Winner of the National Book Critics Circle Award in Criticism
It will come as a surprise to some readers that the greater part of Jorge Luis Borges's extraordinary writing was not in the genres of fiction or poetry, but in the various forms of non-fiction prose. His thousands of pages of essays, reviews, prologues, lectures, and notes on politics and culture--though revered in Latin America and Europe as among his finest work--have scarcely been translated into English.
About this Author
Jorge Luis Borges was born in Buenos Aires in 1989 and was educated in Europe. One of the most widely acclaimed writers of our time, he published many collections of poems, essays, and short stories before his death in Geneva in June 1986. In 1961 Borges shared the International Publisher's prize with Samuel Beckett. The Ingram Merrill Foundation granted him its Annual Literary Award in 1966 for his "outstanding contribution to literature." In 1971 Columbia University awarded him the first of many degrees of Doctor of Letters, honoris causa (eventually the list included both Oxford and Cambridge), that he was to receive from the English-speaking world. In 1971 he also received the fifth biennial Jerusalem Prize and in 1973 was given one of Mexico's most prestigious cultural awards, the Alfonso Reyes Prize. In 1980 he shared with Gerardo Diego the Cervantes Prize, the Spanish world's highest literary accolade. Borges was Director of the Argentine National Library from 1955 until 1973.

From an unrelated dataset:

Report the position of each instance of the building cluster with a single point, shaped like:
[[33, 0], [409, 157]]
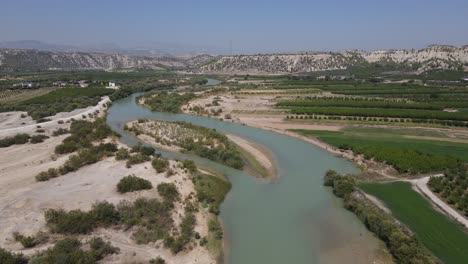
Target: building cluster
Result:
[[335, 77], [112, 85], [26, 85], [80, 83]]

Eliot Weinberger (editor/co-translator) is an essayist and translator. His books of essays include Works on Paper, Outside Stories, Nineteen Ways of Looking at Wang Wei, and Karmic Traces. His translations include the Collected Poems 1957-1987 of Octavio Paz, Bortes' Seven Nights, and Bei Dao's Unlock. In 1992, he was named the first recipient of the PEN/Kolovakos Award for his work promoting Hispanic literature in the United States.

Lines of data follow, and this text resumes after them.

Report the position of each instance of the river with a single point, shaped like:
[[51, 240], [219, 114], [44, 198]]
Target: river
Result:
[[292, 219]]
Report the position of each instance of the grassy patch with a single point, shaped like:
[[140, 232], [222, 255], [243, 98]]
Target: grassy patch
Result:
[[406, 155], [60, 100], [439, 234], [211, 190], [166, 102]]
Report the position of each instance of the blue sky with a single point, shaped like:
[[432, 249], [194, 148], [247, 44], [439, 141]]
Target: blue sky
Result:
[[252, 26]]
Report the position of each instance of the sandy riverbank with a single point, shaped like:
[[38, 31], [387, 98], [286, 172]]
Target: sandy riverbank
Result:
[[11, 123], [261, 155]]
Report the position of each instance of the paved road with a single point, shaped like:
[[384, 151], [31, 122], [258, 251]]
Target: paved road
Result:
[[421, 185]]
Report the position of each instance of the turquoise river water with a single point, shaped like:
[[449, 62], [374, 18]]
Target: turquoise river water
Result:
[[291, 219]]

Esther Allen (co-translator) has translated numerous works from Spanish and French, including The Book of Lamentations by Rosario Castellanos.
Suzanne Jill Levine (co-translator) is the author of The Subversive Scribe and the biography Manuel Puig and the Spider Woman: His Life and Fictions. She is a professor of Latin American literature at the University of California in Santa Barbara, where she also directs a Translation Studies doctoral program. She has translated more than two dozen books, including works by Puig, Cortazar, Donoso, Sarduy, Bioy Casares, and Cabrera Infante.